Thursday, September 13, 2018

Congrats & Best Wishes On Your Film + "Women Of The Night" by Mizoguchi

Elizabeth, congratulations and best wishes on your new film! From the looks of the stills you posted on FB, good results are already guaranteed. :) Then will follow more publicity and the continued establishing of your name in the independent filmmaking world. Things are going well, I'd say. :)

Tonight I held my Mizoguchi Retrospective a night early, because Grimsley is coming over tomorrow. I watched the third film in my Eclipse dvd four pack, this one called "Women Of The Night" (1948). With a title like that, you can guess the subject matter, but what really stands out is how forcefully Mizoguchi confronts the material. He was known as a feminist director - beginning way back in the 1930s - and by 1948 he was pretty much laying the facts bare : women were being exploited in the wide spread slums of post war Japan, and they were almost seen as second class citizens.

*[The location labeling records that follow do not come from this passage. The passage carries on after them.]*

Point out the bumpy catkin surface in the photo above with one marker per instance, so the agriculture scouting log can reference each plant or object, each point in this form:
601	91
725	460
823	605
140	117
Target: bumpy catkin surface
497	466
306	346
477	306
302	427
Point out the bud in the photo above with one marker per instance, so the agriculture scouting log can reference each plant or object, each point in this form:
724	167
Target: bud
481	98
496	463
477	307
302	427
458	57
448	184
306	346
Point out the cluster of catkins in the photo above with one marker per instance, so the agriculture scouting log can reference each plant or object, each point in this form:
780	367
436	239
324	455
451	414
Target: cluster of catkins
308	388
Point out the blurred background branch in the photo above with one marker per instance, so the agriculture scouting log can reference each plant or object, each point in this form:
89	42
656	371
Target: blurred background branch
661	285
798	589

In the city of Osaka, which suffered devastating firebombing attacks in WW2, many homes were burned to the ground, leaving families displaced and separated. Women left on their own found themselves hungry and unable to pay bills if they still had a home.

The movie tells the story of three sisters (one a sister-in-law), all of whom have lost male family members. Their parents are dead as well, and they are left to fend for themselves. The eldest sister has a small child, so she starts to sell off clothing to a local merchant in order to feed him. But her sales return only a pittance and she soon becomes desperate. The woman who runs the clothing stall then tells her about a man who can help her. He has money. He owns a factory.

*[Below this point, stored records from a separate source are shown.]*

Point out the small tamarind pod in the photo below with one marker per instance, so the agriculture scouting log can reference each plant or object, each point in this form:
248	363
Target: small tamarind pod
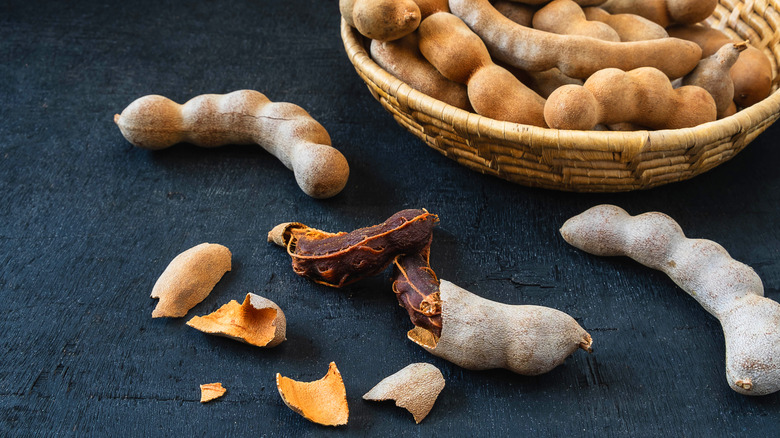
566	17
339	259
713	74
461	56
643	96
630	27
729	290
576	56
480	334
664	12
242	117
751	74
402	59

Of course, this man is at first a gentleman. But, as portrayed by the actor, you can see in his eyes and by his body language that he has no real compassion. Soon his true nature comes out. He is revealed as nothing more than a wealthy pimp who has weathered the war and come out intact. In addition to turning out women, he also distributed heroin. He is pure evil, but in his mind he is justified.

Because Japan was male dominated, and because it was reduced to survival of the fittest after the war, a man like this sees himself as a victor, entitled to do as he wishes.

He plays the eldest sister, the one with the child, against her more beautiful younger sister, who is not as tough. In this way he separates the sisters and drives them both into the depths of servitude. One walks the streets at night, the other is a "dance hostess". The profession is the same, to different degrees and clientele.

Then there is the third sister, the sister-in-law. She is the youngest of the three. When she sees her older sisters succumb to the monetary promises of the factory owner, she loses hope and runs away from home. In another town, fresh off the train, she falls for the romantic line of a young man posing as a student. In reality he is one of a gang of thugs comprised of rebellious young people, men and women, who seek to entrap homeless waifs like herself, and turn them into prostitutes. The phoney "student" steals all the young lady's money, and now she is on the street herself, in an unfamiliar place.

All three sisters are now separated. The eldest one had been a traditional Japanese wife as the movie opened, modest and awaiting word of her husband's fate following the end of the war.

Now she is tough as nails, a hard bitten streetwalker who hates men.

This has been a recurring theme in the three Mizoguchi movies we have seen so far at The Cinematheque at The Tiny Theater.

Mizoguchi was clearly decrying the treatment of women in his country, and in doing so he was ahead of the USA by about 70 years.

But as he shows, it is not enough to denounce the male aspect.

The long-term women in the story, the ones who have become accustomed to life on the streets, have long since given up on redemption and are inured to their fate. They are harder than the men who seek their services, and they will try to destroy any woman among their number who wishes to leave the street life and try to go straight. They feel that their only possible survival is solidarity and an acceptance of their fate. Their sexuality has been twisted to the point where some of the women feel a squalid gratification from their work, which gives them temporary power over a man.

Of the three Mizoguchi films I have seen, "Women Of The Night" is by far the most open and frank in it's treatment of the subjugated women in patriarchal Japan. This is not to say that the other two films (previously reviewed) downplayed the subject. Far from it. But "Women Of The Night" intensifies it to a cry for help in a country that had to start all over again after being bombed to near oblivion but was still unwilling to let go of it's old ways.

Which, to extend the metaphor, is why we've been there as a military presence since 1945.

Directors like Kenji Mizoguchi and Yasujiro Ozu saw it coming. They were artistic giants whose work was far ahead of it's time.

"Women Of The Night" gets Two Thumbs Way Up, though it is not easy to watch.

Tomorrow night I will be writing from home, off work until next Monday.